Now the company is more upbeat about the new outgrower model. It is not as if this is alien to them, as in other operations in the region, this sort of relative smallholder model is dominant. Indeed compared to operations in Zambia and South Africa the new A2 plots are large, average 20-30ha, enough to produce a substantial amount of cane, and some other crops besides. Cane farmers in our study sample in Hippo Valley are much more optimistic now. We are currently doing a resurvey of the small sample we investigated in 2007-08, and I will report back the results in due course.

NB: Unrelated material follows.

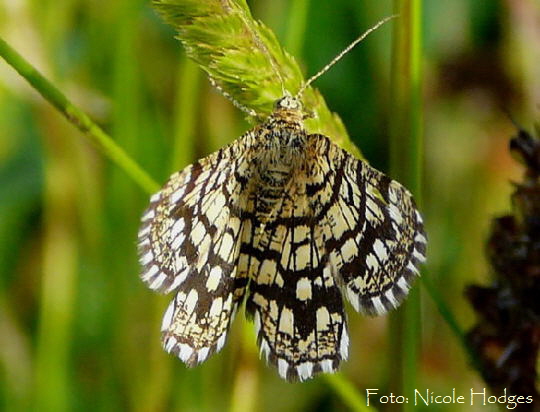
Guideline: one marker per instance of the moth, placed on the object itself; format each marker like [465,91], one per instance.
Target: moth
[292,224]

However there are constraints. The company report alludes to these obliquely mentioning the performance has been “despite the prevailing liquidity and socio-economic challenges”. These are many of course, not least the on-going uncertainty over tenure arrangements in the outgrower areas. Leases have been promised, but only offer letters exist. More significantly there has been a rumbling of discontent among the Shangaan political elite from the area, complaining that ‘outsiders’ got the prime sugar areas. Some influential people have barged others out of their plots, asserting their ‘indigenous’ rights. Most A2 sugar farmers are indeed from outside the area; many are (or were) civil servants, many from the ministry of agriculture. In the scramble for A2 plots through a chaotic and patronage-influenced allocation system, sugar plots were seen as prime targets for those in the know, and they carefully filled their forms and ‘business plans’ to ensure they were successful. By the mid-late 2000s many regretted this move, but now they are much more happy, which is why the land is become contested again.

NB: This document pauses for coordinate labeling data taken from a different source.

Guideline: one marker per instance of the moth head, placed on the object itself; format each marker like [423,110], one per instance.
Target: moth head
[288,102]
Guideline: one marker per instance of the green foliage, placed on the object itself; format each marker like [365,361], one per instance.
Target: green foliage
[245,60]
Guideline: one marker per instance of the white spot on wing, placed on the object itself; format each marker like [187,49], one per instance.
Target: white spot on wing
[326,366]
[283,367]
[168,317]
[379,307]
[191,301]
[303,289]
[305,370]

Questions of finance (or ‘liquidity’) are also significant, as the company notes. It is not cheap to farm sugar: you need equipment, significant amounts of inputs, a lot of labour, irrigation and expensive transport. And you need to replant on a sustainable rotation: crops planted one year may not yield significantly for several years hence. At the farm level cash flow is the perennial challenge, and without effective credit and banking systems in rural Zimbabwe, this is tough without company support. Yet reliance on a single company, just as any contract farming arrangement, puts the grower at a disadvantage in terms of negotiating a good deal. But there are also other pressing financing issues in the sugar sector. The infrastructure was originally built in the 1950s and 60s, and much of it is decrepit and in need of repair. Irrigation canals need constant attention, as do rail lines and mill machinery. Extending farmed areas requires clearing, levelling and laying of canals. None of this is cheap. With profits being scarce in recent years, the company has not invested. External strategic investments financed by the EU under the post ACP regime Adaptation fund are constrained. Euro 45m have been allocated, but only 10m euro have been released to date via the Canelands Trust, a body controlled by the company. Due to sanctions, only areas which were not part of the ‘fast-track’ land reform programme are eligible, meaning that most new private outgrowers – the largest producers today of Zimbabwean sugar – cannot benefit from the industry rehabilitation programme (at least officially – there is course there is considerable leakage and wider investments benefit everyone). These anomalies created by the political stand-off between the EU, and other western donors, and the Zimbabwean government, despite much evidence that sanctions do more harm than good, continue, and are likely to at least until after the next elections.

Meanwhile, and despite these constraints, the sugar industry continues to grow, providing livelihoods, income and employment for many, and much needed revenue for the government exchequer too.